Aims To apprehend the interest of a lifestyle adapted in order to minimize the effects of ageing. Current knowledge During the last century life expectancy increased rapidly in Europe as well in other affluent societies in the world. Combined with the decline in birth rates, Europe faces an increasingly ageing population. Since ageing is associated with an increasing risk for chronic diseases, disability and cognitive decline, a sharp rise in the need for medical and social services and associated costs is to be expected. Physical activity and nutrition are both modifiable risk factors for many chronic diseases and evidence accumulates suggesting that an active lifestyle and a proper diet can also prevent the functional limitations associated with advancing age. However, data from surveys show that physical activity levels decline with ageing. In Europe approximately 80% of the persons 65 years and older do not engage in strenuous physical activity and 55% of them report not to engage in moderate activity. If the declined level of physical activity is not matched with a reduced energy intake, weight gain, particularly in the trunk is expected to occur. Abdominal obesity, also in the elderly is associated with cardiovascular disease, diabetes mellitus type 2 and cancer morbidity. On the other hand, if reduced physical activity is matched with a reduced food intake, the intake of micronutrients may become inadequate and will endanger the nutritional status of the elderly.
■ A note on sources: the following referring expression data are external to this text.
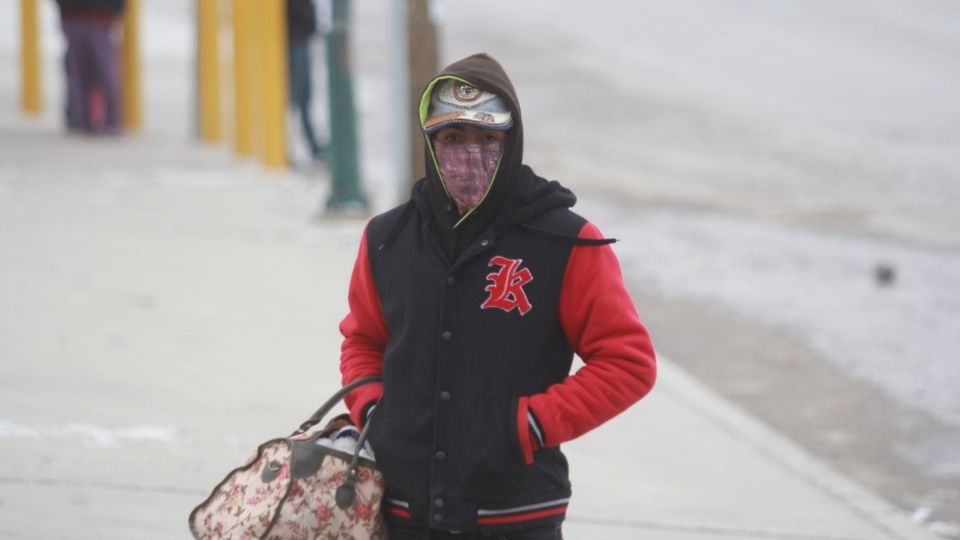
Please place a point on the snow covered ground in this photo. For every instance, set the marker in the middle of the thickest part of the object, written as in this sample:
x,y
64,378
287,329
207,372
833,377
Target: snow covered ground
x,y
766,156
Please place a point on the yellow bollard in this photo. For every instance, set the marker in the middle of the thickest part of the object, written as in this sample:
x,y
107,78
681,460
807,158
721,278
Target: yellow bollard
x,y
208,69
274,86
243,76
130,88
30,99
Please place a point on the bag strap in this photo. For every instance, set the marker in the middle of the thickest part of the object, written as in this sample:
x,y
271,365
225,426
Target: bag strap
x,y
317,417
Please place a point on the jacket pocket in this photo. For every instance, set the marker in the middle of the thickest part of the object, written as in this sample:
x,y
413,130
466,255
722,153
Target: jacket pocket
x,y
524,440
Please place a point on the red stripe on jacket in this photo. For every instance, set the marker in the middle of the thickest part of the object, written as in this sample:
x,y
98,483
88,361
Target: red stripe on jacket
x,y
527,516
365,336
601,324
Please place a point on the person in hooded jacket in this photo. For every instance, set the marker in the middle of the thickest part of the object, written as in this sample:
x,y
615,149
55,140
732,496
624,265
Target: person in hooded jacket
x,y
470,301
90,61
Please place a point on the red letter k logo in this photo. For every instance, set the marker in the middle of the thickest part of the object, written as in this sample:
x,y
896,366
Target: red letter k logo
x,y
506,287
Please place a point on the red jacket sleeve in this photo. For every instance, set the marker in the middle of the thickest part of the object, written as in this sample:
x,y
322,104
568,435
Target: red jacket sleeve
x,y
364,336
602,325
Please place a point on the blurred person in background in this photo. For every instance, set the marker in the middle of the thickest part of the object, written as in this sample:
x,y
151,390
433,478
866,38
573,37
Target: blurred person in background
x,y
470,300
302,24
93,92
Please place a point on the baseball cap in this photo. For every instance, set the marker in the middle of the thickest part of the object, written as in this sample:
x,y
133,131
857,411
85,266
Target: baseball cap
x,y
457,102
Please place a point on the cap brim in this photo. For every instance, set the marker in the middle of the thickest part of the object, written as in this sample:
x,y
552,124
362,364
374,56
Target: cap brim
x,y
484,120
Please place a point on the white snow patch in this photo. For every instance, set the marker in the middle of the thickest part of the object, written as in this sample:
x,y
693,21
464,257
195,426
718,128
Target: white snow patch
x,y
89,433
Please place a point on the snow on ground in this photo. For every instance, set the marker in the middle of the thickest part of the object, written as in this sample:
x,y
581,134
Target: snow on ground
x,y
830,131
821,288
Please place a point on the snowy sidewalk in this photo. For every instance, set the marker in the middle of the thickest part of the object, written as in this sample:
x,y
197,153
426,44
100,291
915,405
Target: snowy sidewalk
x,y
166,308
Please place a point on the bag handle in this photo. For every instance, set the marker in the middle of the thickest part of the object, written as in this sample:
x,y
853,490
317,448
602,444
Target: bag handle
x,y
317,417
347,491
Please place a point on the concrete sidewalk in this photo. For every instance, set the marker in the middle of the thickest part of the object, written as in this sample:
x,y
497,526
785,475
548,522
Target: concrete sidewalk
x,y
166,308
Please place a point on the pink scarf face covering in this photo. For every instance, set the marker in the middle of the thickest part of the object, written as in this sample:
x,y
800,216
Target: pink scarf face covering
x,y
467,170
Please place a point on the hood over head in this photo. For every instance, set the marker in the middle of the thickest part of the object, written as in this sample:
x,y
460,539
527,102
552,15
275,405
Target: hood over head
x,y
486,74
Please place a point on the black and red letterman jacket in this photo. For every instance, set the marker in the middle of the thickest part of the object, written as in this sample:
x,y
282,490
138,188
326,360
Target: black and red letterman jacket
x,y
476,348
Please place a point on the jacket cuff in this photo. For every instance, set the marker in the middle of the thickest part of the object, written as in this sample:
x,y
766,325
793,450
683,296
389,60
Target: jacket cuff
x,y
529,431
366,411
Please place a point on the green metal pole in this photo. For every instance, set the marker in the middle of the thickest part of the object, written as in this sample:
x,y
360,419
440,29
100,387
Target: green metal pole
x,y
345,193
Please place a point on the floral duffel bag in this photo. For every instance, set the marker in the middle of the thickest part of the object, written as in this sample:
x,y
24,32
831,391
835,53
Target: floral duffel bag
x,y
321,484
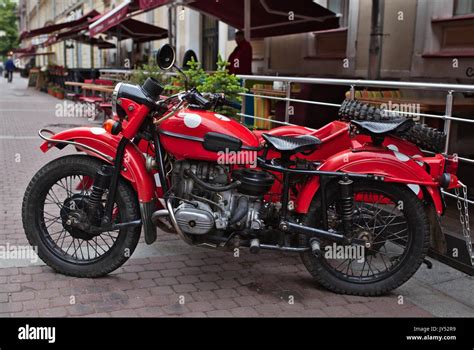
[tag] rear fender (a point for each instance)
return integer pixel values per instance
(393, 166)
(134, 169)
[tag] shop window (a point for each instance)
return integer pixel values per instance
(463, 7)
(340, 8)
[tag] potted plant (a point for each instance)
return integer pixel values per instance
(219, 81)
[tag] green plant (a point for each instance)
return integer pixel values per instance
(220, 81)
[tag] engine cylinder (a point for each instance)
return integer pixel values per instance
(253, 182)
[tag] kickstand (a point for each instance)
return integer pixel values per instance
(428, 264)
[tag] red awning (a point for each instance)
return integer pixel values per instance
(110, 19)
(22, 50)
(56, 27)
(269, 17)
(35, 54)
(151, 4)
(137, 30)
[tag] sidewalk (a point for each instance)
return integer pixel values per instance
(170, 278)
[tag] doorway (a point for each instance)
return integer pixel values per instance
(210, 42)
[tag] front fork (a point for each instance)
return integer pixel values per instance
(346, 203)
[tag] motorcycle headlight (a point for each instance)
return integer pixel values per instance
(115, 96)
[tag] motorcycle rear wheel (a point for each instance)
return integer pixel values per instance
(87, 255)
(414, 239)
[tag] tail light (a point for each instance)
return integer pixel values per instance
(451, 164)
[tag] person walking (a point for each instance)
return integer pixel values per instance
(241, 58)
(9, 67)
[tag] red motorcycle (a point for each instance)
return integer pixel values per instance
(356, 202)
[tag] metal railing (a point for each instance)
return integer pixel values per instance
(449, 89)
(352, 84)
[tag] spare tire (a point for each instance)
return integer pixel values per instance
(425, 137)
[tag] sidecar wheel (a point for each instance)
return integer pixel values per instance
(55, 189)
(392, 219)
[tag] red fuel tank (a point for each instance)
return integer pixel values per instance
(184, 135)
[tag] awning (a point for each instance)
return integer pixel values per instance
(117, 23)
(151, 4)
(34, 54)
(137, 30)
(82, 38)
(110, 19)
(56, 27)
(269, 17)
(99, 42)
(22, 50)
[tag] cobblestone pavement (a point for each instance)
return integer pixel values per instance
(170, 278)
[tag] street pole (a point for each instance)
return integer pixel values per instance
(376, 39)
(247, 20)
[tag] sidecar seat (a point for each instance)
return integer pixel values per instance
(292, 144)
(383, 127)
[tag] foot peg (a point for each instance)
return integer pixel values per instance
(254, 246)
(315, 247)
(429, 264)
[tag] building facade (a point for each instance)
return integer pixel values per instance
(422, 39)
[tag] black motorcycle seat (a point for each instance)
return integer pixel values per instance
(383, 127)
(292, 144)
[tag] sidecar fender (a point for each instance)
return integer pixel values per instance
(134, 169)
(393, 166)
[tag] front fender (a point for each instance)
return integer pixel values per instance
(393, 166)
(134, 169)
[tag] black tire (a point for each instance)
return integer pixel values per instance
(417, 246)
(423, 136)
(33, 215)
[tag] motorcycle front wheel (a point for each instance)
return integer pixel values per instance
(391, 218)
(63, 187)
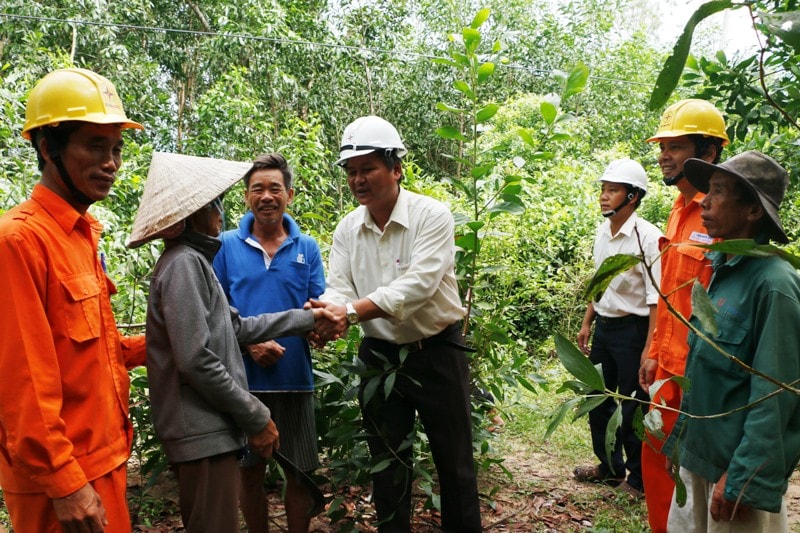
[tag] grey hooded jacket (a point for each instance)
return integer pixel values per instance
(198, 388)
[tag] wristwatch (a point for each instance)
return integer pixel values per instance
(352, 316)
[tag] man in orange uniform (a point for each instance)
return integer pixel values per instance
(65, 436)
(689, 128)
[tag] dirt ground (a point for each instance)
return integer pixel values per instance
(542, 497)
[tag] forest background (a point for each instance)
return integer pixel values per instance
(510, 110)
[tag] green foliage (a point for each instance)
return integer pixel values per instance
(670, 74)
(524, 131)
(590, 389)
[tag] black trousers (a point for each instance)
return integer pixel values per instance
(433, 382)
(617, 345)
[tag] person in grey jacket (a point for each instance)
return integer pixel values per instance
(200, 402)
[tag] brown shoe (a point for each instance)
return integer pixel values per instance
(592, 474)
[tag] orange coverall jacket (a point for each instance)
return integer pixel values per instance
(679, 265)
(63, 381)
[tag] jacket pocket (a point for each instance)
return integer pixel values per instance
(82, 306)
(730, 337)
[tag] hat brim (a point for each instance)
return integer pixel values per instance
(178, 185)
(698, 172)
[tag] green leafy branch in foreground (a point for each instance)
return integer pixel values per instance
(590, 387)
(782, 31)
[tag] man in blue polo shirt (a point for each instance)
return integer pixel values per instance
(268, 265)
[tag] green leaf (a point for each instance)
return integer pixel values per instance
(450, 132)
(577, 364)
(608, 270)
(560, 137)
(480, 171)
(614, 424)
(370, 388)
(527, 137)
(463, 87)
(576, 82)
(559, 415)
(388, 385)
(441, 106)
(380, 467)
(461, 59)
(638, 424)
(472, 38)
(484, 71)
(486, 113)
(507, 207)
(670, 74)
(590, 403)
(443, 61)
(749, 248)
(704, 309)
(654, 423)
(549, 112)
(480, 17)
(784, 25)
(467, 242)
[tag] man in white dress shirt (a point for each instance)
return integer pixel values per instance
(624, 320)
(391, 270)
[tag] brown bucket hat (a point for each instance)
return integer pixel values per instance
(758, 172)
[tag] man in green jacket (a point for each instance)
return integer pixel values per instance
(736, 466)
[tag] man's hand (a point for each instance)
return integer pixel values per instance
(266, 441)
(583, 339)
(647, 373)
(722, 508)
(80, 512)
(330, 321)
(266, 353)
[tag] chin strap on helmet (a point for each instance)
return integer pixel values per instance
(53, 150)
(673, 180)
(628, 197)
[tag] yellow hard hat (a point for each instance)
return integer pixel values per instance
(74, 94)
(691, 117)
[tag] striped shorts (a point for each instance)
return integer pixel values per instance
(293, 413)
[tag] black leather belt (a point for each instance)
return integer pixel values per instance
(446, 336)
(617, 320)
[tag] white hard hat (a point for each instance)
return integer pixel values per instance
(625, 171)
(368, 134)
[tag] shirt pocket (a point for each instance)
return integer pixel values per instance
(299, 274)
(82, 306)
(731, 338)
(692, 260)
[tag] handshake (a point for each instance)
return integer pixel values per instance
(330, 322)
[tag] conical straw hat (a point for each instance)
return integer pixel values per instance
(178, 185)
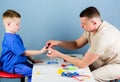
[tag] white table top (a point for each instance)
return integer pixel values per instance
(44, 72)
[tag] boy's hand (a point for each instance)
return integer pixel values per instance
(43, 50)
(51, 43)
(37, 61)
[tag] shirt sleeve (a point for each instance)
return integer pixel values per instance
(100, 43)
(17, 47)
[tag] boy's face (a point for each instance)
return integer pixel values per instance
(12, 25)
(87, 24)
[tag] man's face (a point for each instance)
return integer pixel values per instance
(87, 24)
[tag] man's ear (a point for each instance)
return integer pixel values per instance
(8, 24)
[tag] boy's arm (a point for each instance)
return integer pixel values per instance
(34, 60)
(35, 52)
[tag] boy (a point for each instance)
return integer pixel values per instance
(14, 55)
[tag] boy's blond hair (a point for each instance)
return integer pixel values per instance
(11, 14)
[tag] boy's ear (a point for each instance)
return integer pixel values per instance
(8, 23)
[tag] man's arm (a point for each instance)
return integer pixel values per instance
(68, 44)
(88, 58)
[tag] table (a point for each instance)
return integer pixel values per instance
(44, 72)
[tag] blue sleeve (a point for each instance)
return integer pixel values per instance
(17, 46)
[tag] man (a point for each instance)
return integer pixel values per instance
(103, 56)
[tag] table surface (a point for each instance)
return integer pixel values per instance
(44, 72)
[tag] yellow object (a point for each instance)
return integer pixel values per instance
(60, 71)
(38, 73)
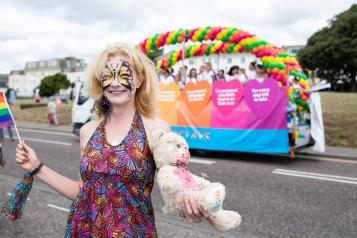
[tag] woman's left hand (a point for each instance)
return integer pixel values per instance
(193, 211)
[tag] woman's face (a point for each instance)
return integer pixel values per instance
(119, 80)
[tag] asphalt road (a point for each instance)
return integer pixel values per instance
(276, 196)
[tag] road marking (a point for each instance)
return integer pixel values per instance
(48, 132)
(345, 161)
(58, 207)
(45, 141)
(202, 161)
(326, 177)
(9, 194)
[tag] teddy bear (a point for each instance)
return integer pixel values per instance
(171, 155)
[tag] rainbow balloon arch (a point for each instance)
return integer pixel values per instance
(206, 41)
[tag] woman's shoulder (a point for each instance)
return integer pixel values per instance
(87, 130)
(152, 124)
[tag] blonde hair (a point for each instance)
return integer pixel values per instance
(145, 96)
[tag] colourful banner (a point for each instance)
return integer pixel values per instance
(228, 116)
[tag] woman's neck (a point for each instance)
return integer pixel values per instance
(121, 113)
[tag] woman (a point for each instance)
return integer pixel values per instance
(167, 78)
(233, 73)
(112, 198)
(220, 75)
(192, 77)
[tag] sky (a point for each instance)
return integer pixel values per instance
(32, 30)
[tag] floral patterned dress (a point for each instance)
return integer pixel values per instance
(115, 198)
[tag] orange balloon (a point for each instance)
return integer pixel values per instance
(275, 70)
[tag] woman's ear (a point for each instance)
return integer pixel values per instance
(140, 80)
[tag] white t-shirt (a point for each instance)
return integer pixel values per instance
(251, 75)
(188, 79)
(233, 77)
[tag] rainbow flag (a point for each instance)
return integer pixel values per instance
(6, 119)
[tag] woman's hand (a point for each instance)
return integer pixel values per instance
(193, 211)
(26, 157)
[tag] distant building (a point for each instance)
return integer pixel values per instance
(25, 81)
(293, 49)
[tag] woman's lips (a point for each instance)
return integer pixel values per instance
(116, 92)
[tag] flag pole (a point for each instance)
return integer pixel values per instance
(8, 106)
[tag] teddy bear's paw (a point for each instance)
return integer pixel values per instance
(213, 196)
(226, 220)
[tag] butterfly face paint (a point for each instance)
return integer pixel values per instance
(117, 69)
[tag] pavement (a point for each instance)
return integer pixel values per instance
(330, 151)
(310, 197)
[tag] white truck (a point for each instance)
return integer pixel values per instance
(82, 107)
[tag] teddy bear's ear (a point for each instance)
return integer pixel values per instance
(155, 136)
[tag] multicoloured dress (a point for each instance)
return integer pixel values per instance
(115, 198)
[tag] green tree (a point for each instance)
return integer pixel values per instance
(333, 50)
(51, 85)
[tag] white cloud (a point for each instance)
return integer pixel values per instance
(41, 29)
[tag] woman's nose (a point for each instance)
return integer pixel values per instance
(115, 82)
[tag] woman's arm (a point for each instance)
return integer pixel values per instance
(28, 160)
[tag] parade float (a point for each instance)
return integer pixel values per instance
(269, 117)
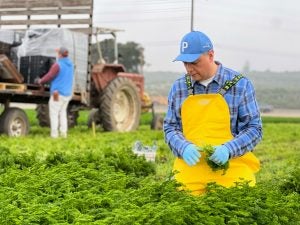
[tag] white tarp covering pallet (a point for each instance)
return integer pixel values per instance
(43, 42)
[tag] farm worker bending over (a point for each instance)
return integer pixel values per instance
(61, 88)
(213, 106)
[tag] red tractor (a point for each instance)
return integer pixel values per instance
(116, 98)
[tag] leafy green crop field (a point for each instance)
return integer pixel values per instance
(94, 178)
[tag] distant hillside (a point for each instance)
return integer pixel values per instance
(279, 89)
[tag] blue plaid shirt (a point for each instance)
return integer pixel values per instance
(245, 120)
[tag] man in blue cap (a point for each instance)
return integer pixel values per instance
(211, 105)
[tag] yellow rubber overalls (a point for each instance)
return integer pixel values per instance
(206, 121)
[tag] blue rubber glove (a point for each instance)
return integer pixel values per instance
(220, 155)
(191, 155)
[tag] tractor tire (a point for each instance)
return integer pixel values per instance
(120, 106)
(14, 122)
(42, 114)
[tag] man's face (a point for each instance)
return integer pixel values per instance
(201, 69)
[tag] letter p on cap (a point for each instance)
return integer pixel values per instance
(184, 45)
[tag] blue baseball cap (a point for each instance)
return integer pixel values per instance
(192, 46)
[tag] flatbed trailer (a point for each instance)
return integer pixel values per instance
(116, 97)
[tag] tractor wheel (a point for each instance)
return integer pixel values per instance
(120, 106)
(14, 122)
(42, 114)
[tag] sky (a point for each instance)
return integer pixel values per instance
(265, 34)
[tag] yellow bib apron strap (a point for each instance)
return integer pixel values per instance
(206, 121)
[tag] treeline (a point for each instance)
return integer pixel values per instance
(278, 89)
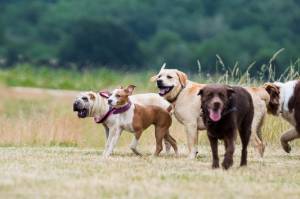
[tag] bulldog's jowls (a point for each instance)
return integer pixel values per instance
(285, 101)
(226, 110)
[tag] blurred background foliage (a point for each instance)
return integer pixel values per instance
(141, 35)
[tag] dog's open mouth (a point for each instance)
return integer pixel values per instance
(82, 113)
(214, 115)
(163, 90)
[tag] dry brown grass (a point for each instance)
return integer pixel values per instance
(82, 173)
(44, 118)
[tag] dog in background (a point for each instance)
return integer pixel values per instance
(95, 104)
(226, 110)
(285, 101)
(136, 118)
(175, 87)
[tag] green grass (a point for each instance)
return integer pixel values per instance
(45, 77)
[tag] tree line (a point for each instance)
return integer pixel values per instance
(138, 35)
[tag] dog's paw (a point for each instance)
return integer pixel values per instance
(286, 147)
(227, 163)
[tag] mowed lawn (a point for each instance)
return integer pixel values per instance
(58, 172)
(47, 152)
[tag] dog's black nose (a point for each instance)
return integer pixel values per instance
(159, 82)
(217, 105)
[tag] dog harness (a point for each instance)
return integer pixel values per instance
(111, 109)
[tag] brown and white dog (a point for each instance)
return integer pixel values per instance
(226, 110)
(95, 104)
(136, 118)
(285, 101)
(175, 87)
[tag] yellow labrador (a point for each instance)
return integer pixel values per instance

Apart from inadequate intake also drug use and co-morbidity may lead to multiple micronutrient deficiencies. Therefore particularly for the elderly population a proper balanced diet is essential. Prospects Public health programs should focus on the adoption of a healthy lifestyle in elderly people. There is a need for systematically planned approaches addressing both food consumption patterns and physical activity. The program should be tailored to the elderly population and make use of suitable and realistic strategies.